Yet for all its touching moments and nostalgic recollections, Obit is quite heavy-handed with its emphasis on the ordinary. After 42 stories, each Colorado denizen seems to have the same sort of life, either revolving around agriculture, a mine, or a bar, with a couple of engineers and typesetters thrown in for variety. It becomes repetitive, as you begin to suspect that some of the characters must have known one another, or at least frequented the same diners in the same small towns.
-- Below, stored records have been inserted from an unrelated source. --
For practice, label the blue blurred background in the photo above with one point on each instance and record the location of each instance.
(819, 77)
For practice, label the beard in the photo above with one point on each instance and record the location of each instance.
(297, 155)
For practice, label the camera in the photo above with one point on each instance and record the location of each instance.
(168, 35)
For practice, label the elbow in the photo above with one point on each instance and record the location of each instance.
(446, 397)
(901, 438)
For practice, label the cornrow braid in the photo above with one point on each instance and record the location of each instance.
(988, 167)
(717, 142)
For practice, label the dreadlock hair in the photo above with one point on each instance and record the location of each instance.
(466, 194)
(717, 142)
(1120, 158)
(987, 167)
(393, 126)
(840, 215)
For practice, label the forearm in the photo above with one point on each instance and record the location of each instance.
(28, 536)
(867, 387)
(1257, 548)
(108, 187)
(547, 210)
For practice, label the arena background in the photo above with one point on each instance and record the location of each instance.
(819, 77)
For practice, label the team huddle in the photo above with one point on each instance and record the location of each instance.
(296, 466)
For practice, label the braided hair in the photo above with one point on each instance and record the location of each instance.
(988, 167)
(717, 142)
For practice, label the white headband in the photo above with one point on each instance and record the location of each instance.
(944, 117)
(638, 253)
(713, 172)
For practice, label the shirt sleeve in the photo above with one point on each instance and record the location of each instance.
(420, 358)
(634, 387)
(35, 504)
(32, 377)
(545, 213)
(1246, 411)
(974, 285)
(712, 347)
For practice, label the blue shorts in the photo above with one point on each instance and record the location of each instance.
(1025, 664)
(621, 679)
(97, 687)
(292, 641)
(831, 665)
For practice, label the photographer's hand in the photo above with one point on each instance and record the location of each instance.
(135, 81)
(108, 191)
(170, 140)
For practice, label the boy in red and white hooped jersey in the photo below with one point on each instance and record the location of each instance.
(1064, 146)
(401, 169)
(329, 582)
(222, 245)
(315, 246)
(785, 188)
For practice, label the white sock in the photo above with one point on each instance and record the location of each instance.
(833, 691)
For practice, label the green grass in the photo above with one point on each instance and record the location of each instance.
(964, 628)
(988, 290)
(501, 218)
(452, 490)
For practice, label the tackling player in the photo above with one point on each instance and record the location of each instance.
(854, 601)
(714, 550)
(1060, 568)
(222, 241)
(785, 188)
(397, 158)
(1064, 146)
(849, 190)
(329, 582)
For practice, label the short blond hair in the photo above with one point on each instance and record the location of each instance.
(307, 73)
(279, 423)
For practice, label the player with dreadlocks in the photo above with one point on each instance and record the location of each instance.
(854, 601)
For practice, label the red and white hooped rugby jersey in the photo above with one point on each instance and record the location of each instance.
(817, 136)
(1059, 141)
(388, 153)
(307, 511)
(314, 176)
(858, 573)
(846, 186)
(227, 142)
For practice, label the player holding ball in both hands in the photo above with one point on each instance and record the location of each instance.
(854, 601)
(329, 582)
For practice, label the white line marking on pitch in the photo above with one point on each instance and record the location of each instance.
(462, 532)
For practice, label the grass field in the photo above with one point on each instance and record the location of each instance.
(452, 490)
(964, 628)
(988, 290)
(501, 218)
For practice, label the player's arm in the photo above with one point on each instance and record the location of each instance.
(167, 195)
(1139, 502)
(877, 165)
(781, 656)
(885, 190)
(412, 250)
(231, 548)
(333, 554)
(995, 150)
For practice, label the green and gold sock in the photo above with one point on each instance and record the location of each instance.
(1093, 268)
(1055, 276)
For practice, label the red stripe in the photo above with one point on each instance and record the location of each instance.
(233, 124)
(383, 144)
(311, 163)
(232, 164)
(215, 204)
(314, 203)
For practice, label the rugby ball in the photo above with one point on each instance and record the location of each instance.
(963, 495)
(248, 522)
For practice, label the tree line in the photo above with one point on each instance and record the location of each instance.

But in a book with such good intentions, I can hardly blame Sheeler for telling the same story several times over. It forces us to question how well we are able to recognize and appreciate the mundane aspects of life that we so often take for granted; what every grandmother touts as “traditional family values.” There are only 42 stories here — imagine the countless other so-called “ordinary” people whose deaths we’ll never read about.
It puts life into scope, to say the least. Sheeler artfully builds each character up to a figure that we can all identify with, or at least recognize; grandmothers, little brothers, teachers, that wacky homeless man who lives under the eaves of the library. There is an underlying sense that Sheeler is sometimes purposely holding back on some of the emotion that is associated with these people, if only in order to prevent the story from reeling out of control.
“I’ve been invited into homes on Colorado’s eastern plains to share homemade ham sandwiches and fresh-picked heirloom tomatoes,” he writes in the “Acknowledgments”. “I’ve sat at the piano of a respected teacher and felt middle C worn thin by hundreds of tiny fingers. I’ve stared at my notebook countless times as the stranger across the table worked through another good cry … Believe me, I’ve learned something from you all.”
It is details like this that render Obit into a genre-crossing type of book — not quite a biography, not quite a collection of obituaries. It is almost an anthology of short stories in which each character, coincidentally, dies at the end. Putting an obituary into print like this is a genius way of bringing that section in tiny font at the back of every newspaper to life.
And while it is not revolutionary to write about dead people — there is something morbidly fascinating about death that will always make for readable text — it is quite a novel idea to bring them into such public light. In a way, Obit is the common man’s answer to weekly tabloids and over-hyped pop culture media, who monitor the movements of celebrities with tasteless precision.
Sheeler’s quest to find something extraordinary within each person featured in Obit is noble, and delivers such a heart-warming punch line as would make Oprah proud. But like most things in life, obituary-writing is not without personal benefit. In the “Introduction”, Sheeler gives away what keeps him writing.
“For me, the answer is simple: these people teach me how to live.”